I took a slow, deeper breath, taking my time with it in order to avoid triggering more coughing. “All right, what intel do you have?”
“Little man,” Belling said over his shoulder to Marko, “do you have floor plans of this complex on that delightful little device?”
Marko nodded, rushing forward. “I do!” he said briskly, thrusting the screen toward Belling. “I have floor plans, wiring networks, plumbing, air ducts-none big enough for a person to crawl through, however.” He was sweating lightly, whether from excitement or the first stages of his own nano invasion it was hard to tell. Based on the way he was looking up at Belling, as if he’d found god, I decided it was excitement.
Belling nodded, turning to me. “I know where they’re holding Kieth, and I know the basic deployment of the Mutant Freak’s fellow Monks. We know their strength and resources, Avery.”
“Do we know their strength? Isn’t Kev up there making new Monks right now?”
Belling blinked. “Making Monks? No, not exactly.”
I frowned. “Then why a hospital complex? He wants Monks to take over once we’re all dead, Belling. That’s the whole idea.”
Belling shook his head. “You’re behind the curve as usual, Avery,” he said in a fatherly tone that made me want to split his lip. “Monks were five years ago. You think that was Kev Gatz designing this nanotechnology? Kev Gatz? I’ve seen melons with more mental energy than that asshole. This kind of tech comes from a genius, Avery. Someone with a pre-Unification degree.” He raised an eyebrow. “You must have heard Mr.

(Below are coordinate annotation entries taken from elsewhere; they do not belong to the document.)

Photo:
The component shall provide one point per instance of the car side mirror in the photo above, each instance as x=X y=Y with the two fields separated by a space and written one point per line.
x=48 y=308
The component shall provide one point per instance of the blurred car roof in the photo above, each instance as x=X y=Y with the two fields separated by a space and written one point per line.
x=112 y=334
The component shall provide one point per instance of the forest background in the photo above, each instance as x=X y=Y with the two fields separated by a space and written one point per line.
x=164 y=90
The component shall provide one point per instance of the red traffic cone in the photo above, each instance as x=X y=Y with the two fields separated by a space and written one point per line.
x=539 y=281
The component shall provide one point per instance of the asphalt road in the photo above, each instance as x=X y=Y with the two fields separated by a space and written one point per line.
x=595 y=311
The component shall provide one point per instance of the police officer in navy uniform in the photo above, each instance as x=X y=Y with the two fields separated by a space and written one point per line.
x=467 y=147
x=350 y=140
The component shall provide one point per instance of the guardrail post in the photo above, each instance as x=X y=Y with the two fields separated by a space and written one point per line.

Gatz talk about Him, yes? The voice in his head? Didn’t you wonder who that was?”
“Holy fucking shit,” Marko said suddenly, sucking in breath. “You’re talking about Squalor. You’re talking about Dennis Squalor.”

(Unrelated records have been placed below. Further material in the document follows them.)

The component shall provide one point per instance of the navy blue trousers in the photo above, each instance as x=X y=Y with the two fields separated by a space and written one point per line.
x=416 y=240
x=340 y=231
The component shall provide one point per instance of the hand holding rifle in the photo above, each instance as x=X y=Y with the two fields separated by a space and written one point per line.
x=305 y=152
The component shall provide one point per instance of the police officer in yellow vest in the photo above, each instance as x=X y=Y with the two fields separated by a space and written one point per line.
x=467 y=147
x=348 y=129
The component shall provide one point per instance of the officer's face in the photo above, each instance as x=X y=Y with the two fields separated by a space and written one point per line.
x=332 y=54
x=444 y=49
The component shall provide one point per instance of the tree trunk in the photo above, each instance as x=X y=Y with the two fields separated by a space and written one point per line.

Belling’s eyes stayed on me, but he nodded. “Avery, Kev’s got Squalor in his ear, telling him what to do, how to do it. Monks? Squalor’s lost his manufacturing base. His corporeal body. His political clout. He’s personally keeping Kev Gatz from flying apart at the seams, from what I can tell. The rest of the Monks, Kev’s followers, look like the rarities who survived the destruction of the suppression signal-strong minds, I’d guess. Crazy, sure, but crazy in a focused way.”

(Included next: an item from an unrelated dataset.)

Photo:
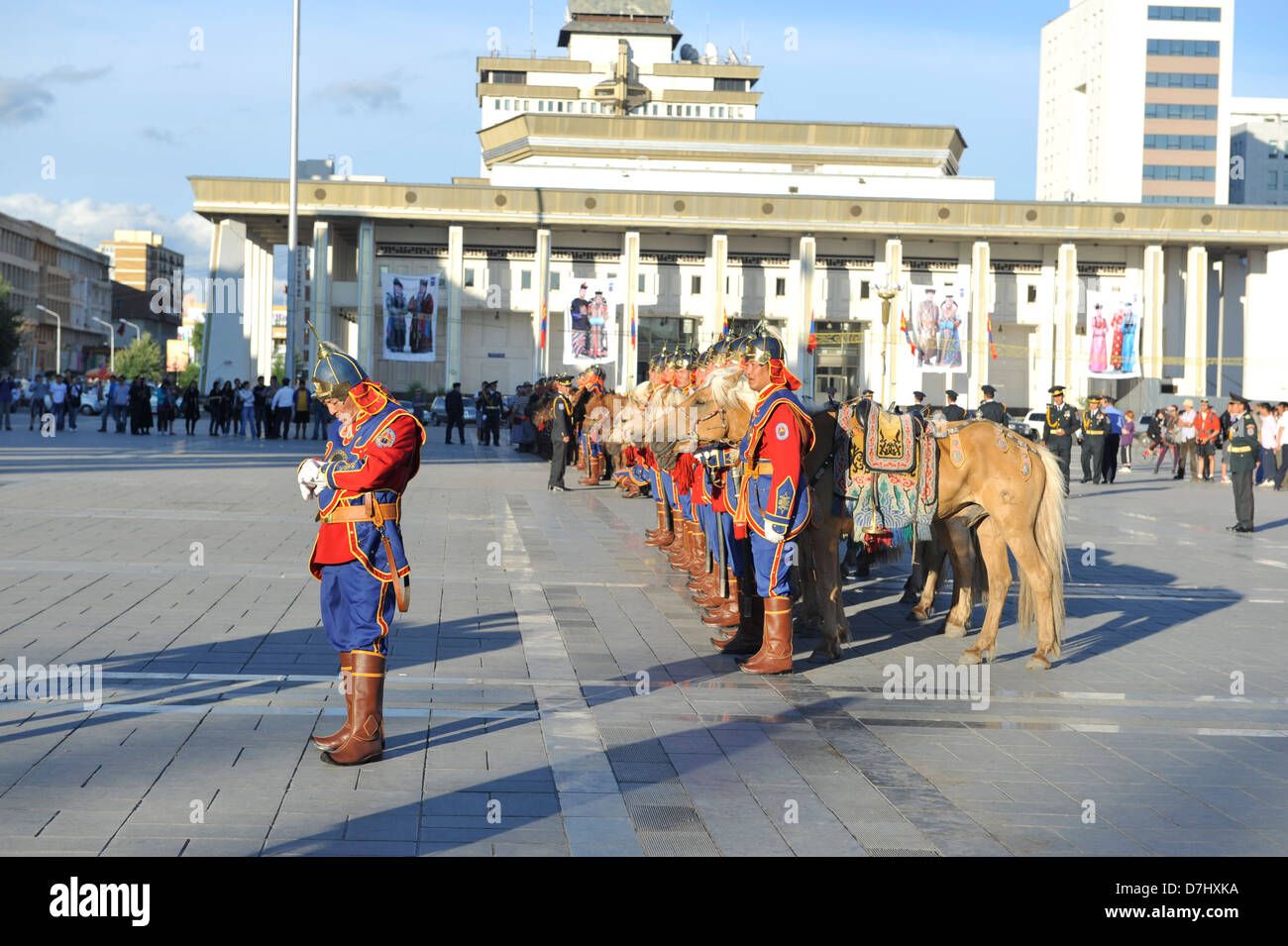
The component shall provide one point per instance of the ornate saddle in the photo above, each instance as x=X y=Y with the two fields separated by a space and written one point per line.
x=887 y=473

I shook my head. Something was roaring inside it, making it hard to think. This shit wasn’t fair. “I destroyed Squalor,” I said slowly.
“Avery,” Belling replied, “Squalor was a digitized intelligence. You destroyed his server.” He fluttered his smooth, un-scarred hands in the air. “He’s in the air. And he’s looking for a way to rebuild. Monks were yesterday’s tech. The way Mr. Kieth tells it, what Squalor’s doing now is, in Techiespeak, utilizing the available resources.”
I turned, keeping my eyes on Belling, and grabbed Marko by the collar, pulling him in close. “What the fuck,” I said slowly, “does that mean?”
Marko swallowed, his wide eyes on me, hands limp at his sides. I felt I could have lifted him off the floor. “I think it means all these dead people aren’t going to stay dead.”
Belling smiled and shaped one hand into a gun, poking it at us. “Bingo.”